Ursula von der Leyen brach in ihrer Zeit als Verteidigungsministerin ein Tabu. Bis dahin waren Kriegsschiffe für die Marine direkt bei deutschen Werften bestellt worden. Dann schrieb die CDU-Politikerin vor zwei Jahren erstmals ein größeres Beschaffungsprojekt europaweit aus. Den Zuschlag für das Mehrzweckkampfschiff 180 (MKS 180), ein 5,5-Milliarden-Euro-Projekt, erhielt im Januar 2020 die Damen Shipyards Group, ein Familienunternehmen aus den Niederlanden.

Freunde machte sich die heutige Präsidentin der Europäischen Kommission damit weder im Schiffbauverband VSM noch in der Spitze der Industriegewerkschaft Metall.

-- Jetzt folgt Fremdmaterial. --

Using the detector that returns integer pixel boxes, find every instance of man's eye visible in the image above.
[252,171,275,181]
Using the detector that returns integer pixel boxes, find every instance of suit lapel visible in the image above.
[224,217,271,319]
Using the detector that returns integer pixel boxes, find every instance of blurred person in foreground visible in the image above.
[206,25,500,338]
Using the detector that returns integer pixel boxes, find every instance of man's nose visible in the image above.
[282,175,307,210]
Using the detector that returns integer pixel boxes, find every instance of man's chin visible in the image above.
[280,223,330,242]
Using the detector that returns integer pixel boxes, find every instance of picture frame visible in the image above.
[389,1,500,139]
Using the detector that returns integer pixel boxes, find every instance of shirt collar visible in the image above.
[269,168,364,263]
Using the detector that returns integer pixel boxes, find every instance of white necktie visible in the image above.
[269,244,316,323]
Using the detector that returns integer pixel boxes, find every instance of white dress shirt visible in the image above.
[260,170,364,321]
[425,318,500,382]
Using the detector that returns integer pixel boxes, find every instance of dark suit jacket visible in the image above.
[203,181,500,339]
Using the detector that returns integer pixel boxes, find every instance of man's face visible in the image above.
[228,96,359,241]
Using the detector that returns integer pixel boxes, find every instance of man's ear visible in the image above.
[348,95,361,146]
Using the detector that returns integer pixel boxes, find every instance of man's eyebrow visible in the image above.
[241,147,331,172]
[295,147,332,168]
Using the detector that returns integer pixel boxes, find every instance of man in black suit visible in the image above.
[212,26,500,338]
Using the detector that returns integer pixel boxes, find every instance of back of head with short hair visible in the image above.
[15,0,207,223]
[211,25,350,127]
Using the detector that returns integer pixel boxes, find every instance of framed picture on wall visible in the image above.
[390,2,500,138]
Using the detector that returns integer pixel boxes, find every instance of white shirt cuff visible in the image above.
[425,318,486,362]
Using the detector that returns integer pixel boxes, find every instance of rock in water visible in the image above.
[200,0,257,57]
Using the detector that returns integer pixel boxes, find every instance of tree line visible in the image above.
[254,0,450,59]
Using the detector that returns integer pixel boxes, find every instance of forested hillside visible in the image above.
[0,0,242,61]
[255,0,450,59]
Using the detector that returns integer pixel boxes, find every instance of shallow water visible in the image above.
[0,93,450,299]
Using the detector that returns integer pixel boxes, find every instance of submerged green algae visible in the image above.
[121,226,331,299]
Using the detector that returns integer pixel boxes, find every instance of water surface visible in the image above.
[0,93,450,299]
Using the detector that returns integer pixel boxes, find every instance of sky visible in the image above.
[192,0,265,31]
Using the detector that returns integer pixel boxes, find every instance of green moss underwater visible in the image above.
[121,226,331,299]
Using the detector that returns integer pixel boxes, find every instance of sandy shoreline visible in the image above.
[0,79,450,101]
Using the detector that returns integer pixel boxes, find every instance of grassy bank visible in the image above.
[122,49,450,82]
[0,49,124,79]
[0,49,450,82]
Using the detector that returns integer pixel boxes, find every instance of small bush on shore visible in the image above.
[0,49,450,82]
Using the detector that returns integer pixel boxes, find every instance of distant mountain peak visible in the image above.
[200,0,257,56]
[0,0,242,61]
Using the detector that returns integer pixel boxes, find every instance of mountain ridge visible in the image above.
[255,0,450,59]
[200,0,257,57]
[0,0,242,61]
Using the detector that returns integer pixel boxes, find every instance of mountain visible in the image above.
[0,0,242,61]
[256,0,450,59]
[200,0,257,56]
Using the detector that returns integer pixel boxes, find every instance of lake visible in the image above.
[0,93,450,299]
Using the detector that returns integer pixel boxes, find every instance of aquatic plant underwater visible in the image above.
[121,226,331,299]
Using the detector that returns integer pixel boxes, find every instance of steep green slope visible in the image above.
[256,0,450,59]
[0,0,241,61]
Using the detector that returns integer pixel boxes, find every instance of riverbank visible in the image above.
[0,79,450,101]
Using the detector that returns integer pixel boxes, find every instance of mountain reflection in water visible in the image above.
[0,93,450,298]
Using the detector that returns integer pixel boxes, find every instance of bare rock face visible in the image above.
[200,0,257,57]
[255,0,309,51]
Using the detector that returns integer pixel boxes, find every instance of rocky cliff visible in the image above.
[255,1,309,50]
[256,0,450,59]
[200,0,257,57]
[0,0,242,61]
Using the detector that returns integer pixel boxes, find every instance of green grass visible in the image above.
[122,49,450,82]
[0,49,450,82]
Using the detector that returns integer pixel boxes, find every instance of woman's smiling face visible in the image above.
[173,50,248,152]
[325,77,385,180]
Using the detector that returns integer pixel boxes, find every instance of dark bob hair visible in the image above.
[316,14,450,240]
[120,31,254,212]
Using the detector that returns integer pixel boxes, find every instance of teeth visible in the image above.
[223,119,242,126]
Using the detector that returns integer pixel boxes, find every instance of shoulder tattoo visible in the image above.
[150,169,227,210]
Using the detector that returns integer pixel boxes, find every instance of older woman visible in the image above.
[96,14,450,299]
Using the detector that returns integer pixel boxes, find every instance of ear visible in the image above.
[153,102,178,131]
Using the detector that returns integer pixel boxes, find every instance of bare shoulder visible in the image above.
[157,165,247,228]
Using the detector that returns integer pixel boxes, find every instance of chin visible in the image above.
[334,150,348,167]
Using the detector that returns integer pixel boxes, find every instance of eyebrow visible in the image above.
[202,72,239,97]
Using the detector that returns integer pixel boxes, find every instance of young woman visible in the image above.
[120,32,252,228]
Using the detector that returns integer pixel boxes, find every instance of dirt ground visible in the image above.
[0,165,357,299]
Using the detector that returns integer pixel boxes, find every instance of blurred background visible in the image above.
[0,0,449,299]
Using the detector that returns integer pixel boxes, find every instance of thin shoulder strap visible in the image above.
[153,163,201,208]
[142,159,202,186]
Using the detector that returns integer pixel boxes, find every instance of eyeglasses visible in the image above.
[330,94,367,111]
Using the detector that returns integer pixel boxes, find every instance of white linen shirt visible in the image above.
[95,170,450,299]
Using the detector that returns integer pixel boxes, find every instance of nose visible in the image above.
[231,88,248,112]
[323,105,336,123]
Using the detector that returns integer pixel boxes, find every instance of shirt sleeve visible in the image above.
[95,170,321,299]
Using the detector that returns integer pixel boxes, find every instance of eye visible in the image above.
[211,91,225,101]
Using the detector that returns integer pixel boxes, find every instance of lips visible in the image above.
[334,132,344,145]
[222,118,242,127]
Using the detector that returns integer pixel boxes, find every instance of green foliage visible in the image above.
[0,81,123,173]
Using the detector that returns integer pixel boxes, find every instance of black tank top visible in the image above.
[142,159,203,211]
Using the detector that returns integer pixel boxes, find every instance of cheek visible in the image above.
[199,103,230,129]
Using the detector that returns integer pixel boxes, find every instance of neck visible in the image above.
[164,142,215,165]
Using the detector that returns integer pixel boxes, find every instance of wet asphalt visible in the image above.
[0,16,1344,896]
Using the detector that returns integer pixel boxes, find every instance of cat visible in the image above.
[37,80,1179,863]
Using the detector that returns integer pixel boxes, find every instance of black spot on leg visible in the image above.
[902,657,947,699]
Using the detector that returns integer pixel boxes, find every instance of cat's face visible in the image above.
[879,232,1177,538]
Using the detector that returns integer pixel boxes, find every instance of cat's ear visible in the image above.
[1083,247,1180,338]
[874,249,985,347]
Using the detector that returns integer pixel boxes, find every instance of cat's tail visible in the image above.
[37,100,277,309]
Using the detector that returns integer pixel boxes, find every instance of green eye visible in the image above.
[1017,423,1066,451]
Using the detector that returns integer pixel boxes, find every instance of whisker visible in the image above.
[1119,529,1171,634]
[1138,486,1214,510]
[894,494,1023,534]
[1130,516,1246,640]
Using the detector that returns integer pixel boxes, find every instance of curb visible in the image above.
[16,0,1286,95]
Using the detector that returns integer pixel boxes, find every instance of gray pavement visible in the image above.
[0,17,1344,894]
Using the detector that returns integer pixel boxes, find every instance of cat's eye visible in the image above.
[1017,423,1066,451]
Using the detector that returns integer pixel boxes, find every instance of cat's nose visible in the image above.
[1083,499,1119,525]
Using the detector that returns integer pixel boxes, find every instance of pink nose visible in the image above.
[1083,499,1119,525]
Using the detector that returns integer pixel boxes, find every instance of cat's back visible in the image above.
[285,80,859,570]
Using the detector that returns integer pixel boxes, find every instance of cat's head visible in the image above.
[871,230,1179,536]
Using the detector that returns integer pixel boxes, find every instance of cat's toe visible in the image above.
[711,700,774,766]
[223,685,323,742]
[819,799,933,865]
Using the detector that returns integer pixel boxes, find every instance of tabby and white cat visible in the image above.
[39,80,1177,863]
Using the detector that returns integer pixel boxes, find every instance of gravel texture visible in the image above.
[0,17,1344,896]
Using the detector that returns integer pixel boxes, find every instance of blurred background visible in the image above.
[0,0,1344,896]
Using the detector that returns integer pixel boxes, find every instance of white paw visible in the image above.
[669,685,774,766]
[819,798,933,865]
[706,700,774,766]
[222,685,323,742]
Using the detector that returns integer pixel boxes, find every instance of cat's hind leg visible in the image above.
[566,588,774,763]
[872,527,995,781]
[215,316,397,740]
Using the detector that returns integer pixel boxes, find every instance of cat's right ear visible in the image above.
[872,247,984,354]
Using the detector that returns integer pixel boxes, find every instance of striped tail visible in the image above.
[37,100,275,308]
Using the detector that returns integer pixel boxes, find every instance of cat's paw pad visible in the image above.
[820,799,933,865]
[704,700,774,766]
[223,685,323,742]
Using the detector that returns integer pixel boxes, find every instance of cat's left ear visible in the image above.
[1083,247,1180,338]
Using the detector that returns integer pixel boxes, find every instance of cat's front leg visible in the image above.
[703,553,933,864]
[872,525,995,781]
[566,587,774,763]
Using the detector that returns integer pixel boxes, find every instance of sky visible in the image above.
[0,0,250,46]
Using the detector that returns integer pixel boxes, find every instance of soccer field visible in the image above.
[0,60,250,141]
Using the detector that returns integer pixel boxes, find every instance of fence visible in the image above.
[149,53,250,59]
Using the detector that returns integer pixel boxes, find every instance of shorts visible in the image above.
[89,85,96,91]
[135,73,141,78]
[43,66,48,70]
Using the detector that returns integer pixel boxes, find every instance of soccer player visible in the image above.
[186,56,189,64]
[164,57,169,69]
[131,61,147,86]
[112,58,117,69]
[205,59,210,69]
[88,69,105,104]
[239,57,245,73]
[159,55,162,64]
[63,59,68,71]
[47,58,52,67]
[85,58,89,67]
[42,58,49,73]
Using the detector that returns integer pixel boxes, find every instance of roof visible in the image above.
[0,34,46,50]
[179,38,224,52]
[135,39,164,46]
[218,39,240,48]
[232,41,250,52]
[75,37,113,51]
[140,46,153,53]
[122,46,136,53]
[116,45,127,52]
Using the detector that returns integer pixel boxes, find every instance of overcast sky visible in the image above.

Zu den Kritikern gehörte auch die „Küsten-Gang“, ein Zusammenschluss von Politikern der SPD, der mittlerweile auch Mitglieder von CDU und FDP aus den Küstenländern angehören und die sich für die maritimen Branchen einsetzt. Deren Lobby­arbeit im Bundestag zeigte Wirkung: Im Februar ruderte die Bundesregierung Angela Merkels zurück. Der Marine-Schiffbau wird nun als „nationale Schlüsseltechnologie“ eingestuft. Nach diesem Beschluss müssen künftige Aufträge nicht mehr europaweit ausgeschrieben werden.